The CDE noted that even among the working youth more than 27.6%, or 1.4-million, were informally employed, pointing to further disadvantages experienced by the youngest segments of the workforce.

Formal jobs

“A formal job is much more likely to be a sustained route out of poverty than an informal job, given the importance of on-the-job training for future employability,” the CDE said.

“Taken together, these numbers reflect an ugly truth: this is no country for young people.

“As the politicians celebrate Youth Day in 2021 it is important to appreciate the policy choices they have made which have resulted in a catastrophic situation facing the vast majority of young South Africans,” the organisation said.

“Our current approach to economic growth and jobs as well as education is failing young people. As a matter of urgency, we need to rethink our approach to the labour market, especially to absorb unskilled young jobseekers into formal jobs.”

The CDE stressed that “policy reform is urgently required”.

“If we are to make a significant dent in these catastrophic youth unemployment levels, we have to change the rules and regulations that shape how our economy functions so that it grows much faster and creates jobs at a much faster rate than was the case long before Covid-19 struck.”

In a statement on Wednesday, Amnesty International SA executive director Shenilla Mohamed referred to the country’s education system as “broken and unequal”, making it near impossible for youth, no matter their background, to have an opportunity for a better future.

Mohamed said before the pandemic, SA’s education system was already characterised by failing infrastructure, overcrowded classrooms and relatively poor educational outcomes while perpetuating inequality and, as a result, failing too many of its children, with the poor hardest hit.

SA is now officially in the midst of the third wave of the Covid-19 pandemic with an ever increasing number of infections and concern about the rising number of cases in schools.
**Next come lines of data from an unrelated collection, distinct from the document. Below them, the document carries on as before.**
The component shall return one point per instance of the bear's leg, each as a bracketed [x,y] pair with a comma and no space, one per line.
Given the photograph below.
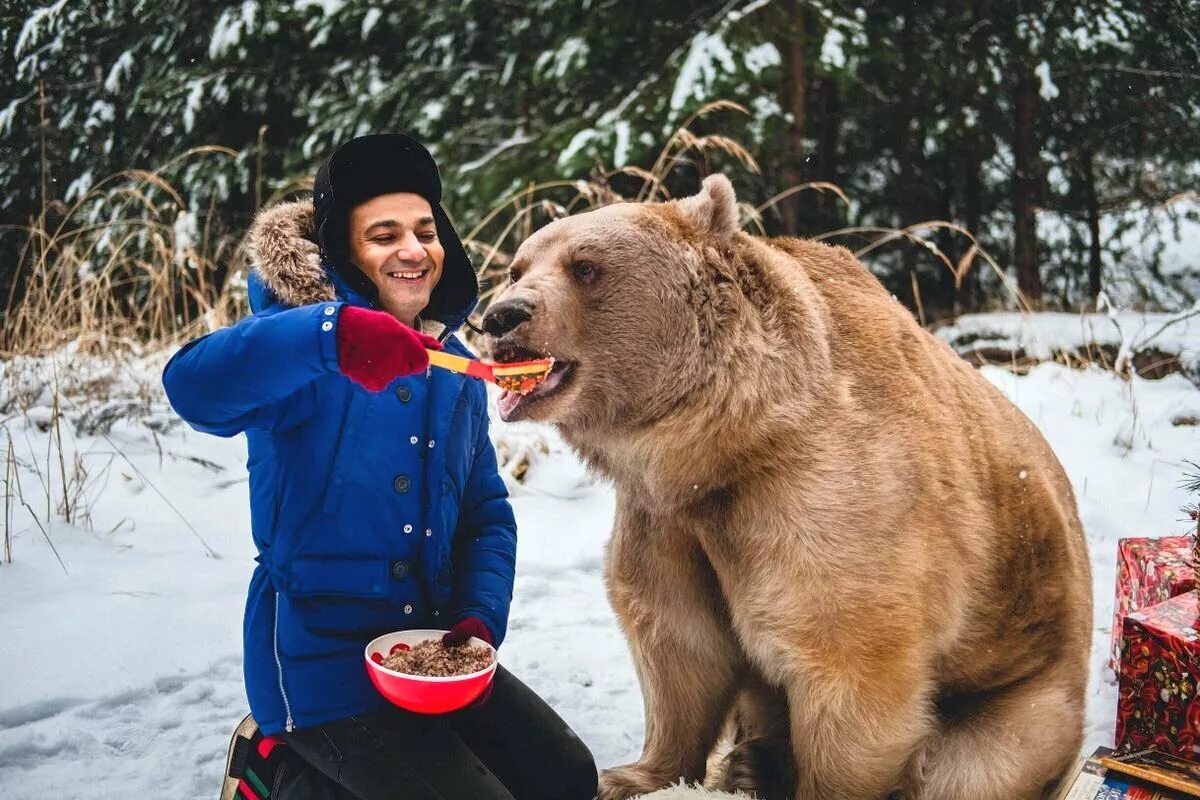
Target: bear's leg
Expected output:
[853,733]
[687,656]
[760,763]
[1013,745]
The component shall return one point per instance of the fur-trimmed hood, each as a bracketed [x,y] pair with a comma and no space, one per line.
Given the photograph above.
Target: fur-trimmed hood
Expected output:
[289,268]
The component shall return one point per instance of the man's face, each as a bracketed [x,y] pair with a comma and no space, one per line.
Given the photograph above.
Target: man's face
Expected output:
[394,241]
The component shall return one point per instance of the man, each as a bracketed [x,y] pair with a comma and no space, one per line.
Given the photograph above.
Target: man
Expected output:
[376,503]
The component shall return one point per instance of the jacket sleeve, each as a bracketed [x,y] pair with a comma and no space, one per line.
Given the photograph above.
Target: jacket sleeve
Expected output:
[486,561]
[239,377]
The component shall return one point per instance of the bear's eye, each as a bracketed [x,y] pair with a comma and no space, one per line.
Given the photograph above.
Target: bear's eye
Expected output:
[585,270]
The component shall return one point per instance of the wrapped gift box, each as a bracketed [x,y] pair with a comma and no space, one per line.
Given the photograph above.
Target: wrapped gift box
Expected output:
[1158,704]
[1149,571]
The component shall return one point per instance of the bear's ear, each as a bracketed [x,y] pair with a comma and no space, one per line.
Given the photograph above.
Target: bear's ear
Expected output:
[714,210]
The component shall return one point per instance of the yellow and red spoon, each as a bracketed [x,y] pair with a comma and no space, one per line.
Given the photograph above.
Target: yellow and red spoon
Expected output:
[520,377]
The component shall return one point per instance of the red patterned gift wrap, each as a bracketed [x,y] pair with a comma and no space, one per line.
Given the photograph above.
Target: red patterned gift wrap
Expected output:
[1149,571]
[1157,702]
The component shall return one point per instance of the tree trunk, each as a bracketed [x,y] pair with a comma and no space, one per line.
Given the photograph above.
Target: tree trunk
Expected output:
[1026,175]
[969,292]
[1093,227]
[904,133]
[795,88]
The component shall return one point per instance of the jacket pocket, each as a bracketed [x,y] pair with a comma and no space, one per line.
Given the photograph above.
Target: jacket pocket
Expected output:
[337,577]
[334,605]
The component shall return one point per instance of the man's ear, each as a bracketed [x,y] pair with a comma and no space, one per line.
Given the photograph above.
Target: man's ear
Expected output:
[714,210]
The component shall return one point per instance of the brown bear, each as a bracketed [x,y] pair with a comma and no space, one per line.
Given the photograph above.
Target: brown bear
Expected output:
[828,525]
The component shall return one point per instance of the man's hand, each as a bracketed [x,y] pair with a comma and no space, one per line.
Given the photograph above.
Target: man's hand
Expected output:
[465,630]
[375,348]
[459,635]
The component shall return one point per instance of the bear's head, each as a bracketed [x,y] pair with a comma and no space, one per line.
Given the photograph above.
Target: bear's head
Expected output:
[628,300]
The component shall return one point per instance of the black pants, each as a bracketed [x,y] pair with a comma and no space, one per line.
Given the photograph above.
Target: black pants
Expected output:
[511,747]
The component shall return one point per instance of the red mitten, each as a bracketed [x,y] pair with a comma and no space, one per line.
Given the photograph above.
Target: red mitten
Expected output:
[373,348]
[465,630]
[462,631]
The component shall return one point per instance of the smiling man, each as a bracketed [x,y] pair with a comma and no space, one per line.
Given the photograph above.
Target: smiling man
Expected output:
[376,501]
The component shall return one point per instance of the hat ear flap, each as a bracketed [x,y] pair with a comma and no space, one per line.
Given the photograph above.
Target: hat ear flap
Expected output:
[714,209]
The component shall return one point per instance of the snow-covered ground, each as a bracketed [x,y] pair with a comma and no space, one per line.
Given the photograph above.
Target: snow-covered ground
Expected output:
[120,668]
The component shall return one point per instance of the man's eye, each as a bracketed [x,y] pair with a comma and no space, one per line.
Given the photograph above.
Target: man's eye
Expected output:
[585,270]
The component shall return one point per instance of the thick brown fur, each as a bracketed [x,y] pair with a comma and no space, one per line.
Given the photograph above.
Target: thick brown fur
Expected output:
[281,245]
[826,519]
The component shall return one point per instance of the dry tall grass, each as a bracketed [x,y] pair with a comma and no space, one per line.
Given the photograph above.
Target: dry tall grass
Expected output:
[120,270]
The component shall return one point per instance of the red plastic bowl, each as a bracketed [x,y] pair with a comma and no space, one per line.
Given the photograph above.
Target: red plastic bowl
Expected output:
[420,693]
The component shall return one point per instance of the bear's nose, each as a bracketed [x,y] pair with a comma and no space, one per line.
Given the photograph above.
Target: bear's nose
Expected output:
[507,316]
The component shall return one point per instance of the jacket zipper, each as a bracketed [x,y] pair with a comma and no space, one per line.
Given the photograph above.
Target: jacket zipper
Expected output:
[279,663]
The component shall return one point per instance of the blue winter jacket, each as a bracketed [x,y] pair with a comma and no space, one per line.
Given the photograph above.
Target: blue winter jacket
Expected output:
[371,512]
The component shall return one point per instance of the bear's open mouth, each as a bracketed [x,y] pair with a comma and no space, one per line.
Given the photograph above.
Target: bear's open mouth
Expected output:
[511,402]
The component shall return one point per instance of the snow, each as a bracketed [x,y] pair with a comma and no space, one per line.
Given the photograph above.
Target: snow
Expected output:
[119,72]
[832,53]
[1045,335]
[621,149]
[571,54]
[123,665]
[370,19]
[1048,89]
[706,58]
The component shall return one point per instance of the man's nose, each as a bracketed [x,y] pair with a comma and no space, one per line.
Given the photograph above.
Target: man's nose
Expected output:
[507,316]
[411,248]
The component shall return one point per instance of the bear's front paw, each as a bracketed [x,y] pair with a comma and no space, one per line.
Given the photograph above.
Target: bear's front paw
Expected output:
[629,781]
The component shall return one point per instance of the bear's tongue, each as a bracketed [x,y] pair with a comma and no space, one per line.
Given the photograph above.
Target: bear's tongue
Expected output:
[508,402]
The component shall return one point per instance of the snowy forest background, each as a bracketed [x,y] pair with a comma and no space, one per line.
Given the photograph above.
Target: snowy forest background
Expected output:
[1023,175]
[1063,136]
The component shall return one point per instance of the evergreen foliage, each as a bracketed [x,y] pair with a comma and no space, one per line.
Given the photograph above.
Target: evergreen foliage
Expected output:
[1051,131]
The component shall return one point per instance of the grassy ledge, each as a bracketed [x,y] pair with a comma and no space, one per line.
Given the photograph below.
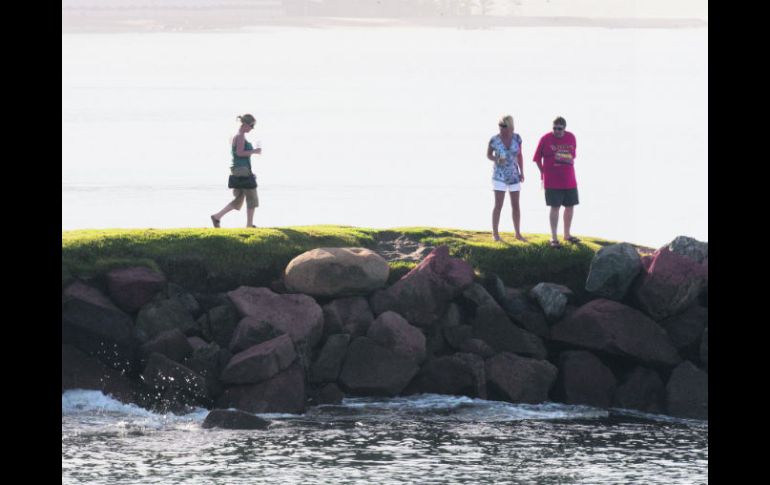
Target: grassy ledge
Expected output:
[221,259]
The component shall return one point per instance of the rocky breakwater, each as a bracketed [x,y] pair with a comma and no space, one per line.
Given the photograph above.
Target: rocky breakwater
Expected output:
[333,328]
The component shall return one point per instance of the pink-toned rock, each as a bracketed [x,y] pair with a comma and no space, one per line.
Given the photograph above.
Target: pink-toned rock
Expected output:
[299,316]
[423,294]
[393,332]
[668,284]
[614,328]
[249,332]
[260,362]
[283,393]
[132,288]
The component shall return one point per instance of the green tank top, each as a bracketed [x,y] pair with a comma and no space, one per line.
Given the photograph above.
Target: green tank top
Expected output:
[242,161]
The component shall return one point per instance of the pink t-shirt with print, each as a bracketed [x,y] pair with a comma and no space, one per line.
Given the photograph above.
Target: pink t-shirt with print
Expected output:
[558,158]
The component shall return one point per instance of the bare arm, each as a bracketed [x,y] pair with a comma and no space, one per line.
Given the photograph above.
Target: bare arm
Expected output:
[240,147]
[490,153]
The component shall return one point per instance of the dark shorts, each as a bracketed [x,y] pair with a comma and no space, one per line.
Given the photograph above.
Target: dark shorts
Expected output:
[559,197]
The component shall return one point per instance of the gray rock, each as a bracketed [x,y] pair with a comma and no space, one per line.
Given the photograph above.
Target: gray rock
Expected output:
[642,390]
[519,379]
[260,362]
[613,270]
[552,298]
[393,332]
[157,317]
[687,392]
[233,419]
[692,248]
[372,370]
[327,366]
[614,328]
[334,272]
[586,380]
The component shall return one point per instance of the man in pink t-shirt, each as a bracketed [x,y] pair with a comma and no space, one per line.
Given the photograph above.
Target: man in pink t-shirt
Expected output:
[555,157]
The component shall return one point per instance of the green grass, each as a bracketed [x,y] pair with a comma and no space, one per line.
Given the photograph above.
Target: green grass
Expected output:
[219,259]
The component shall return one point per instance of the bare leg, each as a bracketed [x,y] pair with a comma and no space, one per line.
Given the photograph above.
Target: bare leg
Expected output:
[250,216]
[224,211]
[516,209]
[568,221]
[554,218]
[499,200]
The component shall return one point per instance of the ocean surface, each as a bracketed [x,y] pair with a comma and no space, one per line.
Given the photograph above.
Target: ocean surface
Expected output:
[385,127]
[423,439]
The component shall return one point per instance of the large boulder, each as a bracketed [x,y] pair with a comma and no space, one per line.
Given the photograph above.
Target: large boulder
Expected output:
[686,329]
[687,392]
[260,362]
[350,315]
[326,367]
[669,284]
[517,306]
[249,332]
[492,325]
[282,393]
[93,324]
[333,272]
[171,343]
[160,316]
[423,294]
[233,419]
[460,374]
[643,390]
[299,316]
[81,371]
[177,385]
[219,323]
[132,288]
[613,270]
[611,327]
[552,298]
[372,370]
[692,248]
[393,332]
[209,361]
[519,379]
[585,379]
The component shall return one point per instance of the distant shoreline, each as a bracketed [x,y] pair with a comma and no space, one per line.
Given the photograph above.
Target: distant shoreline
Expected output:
[218,20]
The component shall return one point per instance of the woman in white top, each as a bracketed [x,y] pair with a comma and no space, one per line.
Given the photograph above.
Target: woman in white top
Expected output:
[504,150]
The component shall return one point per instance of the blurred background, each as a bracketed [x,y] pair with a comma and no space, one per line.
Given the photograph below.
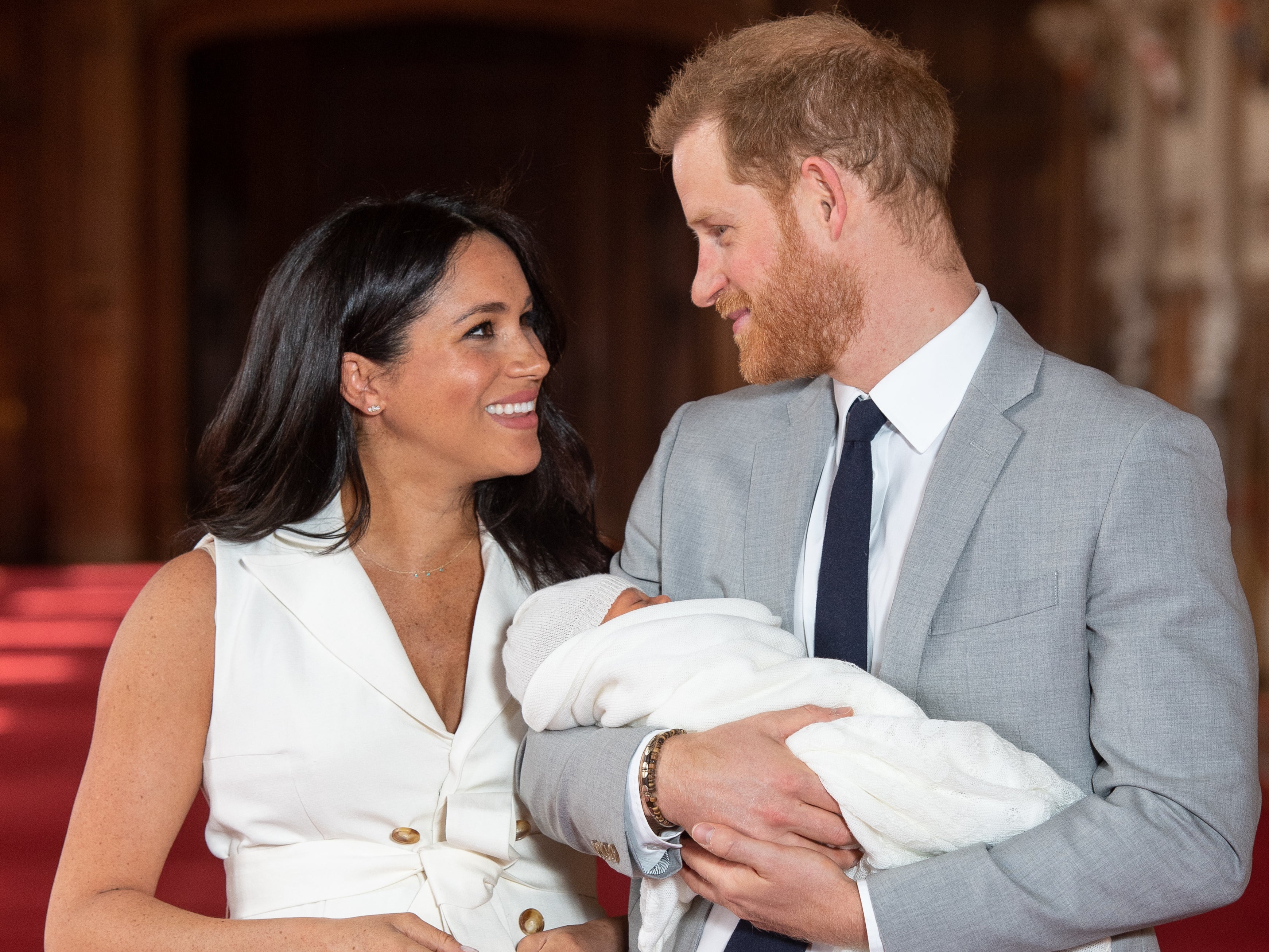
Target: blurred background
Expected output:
[159,156]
“SA’s schooling system is so under-equipped that the pandemic has all but ended education for many pupils, especially those from already disadvantaged communities,” Mohamed said.

“We are calling on the government to learn the lessons of what worked and did not work over the past year-and-a-half and ensure this time round that all children have access to adequate learning and that the education system does not continue to be broken and unequal. 

“We cannot expect every young person to have an opportunity to build a better life for themselves and society in the future if the government does not ensure that they uphold their right to decent education now.”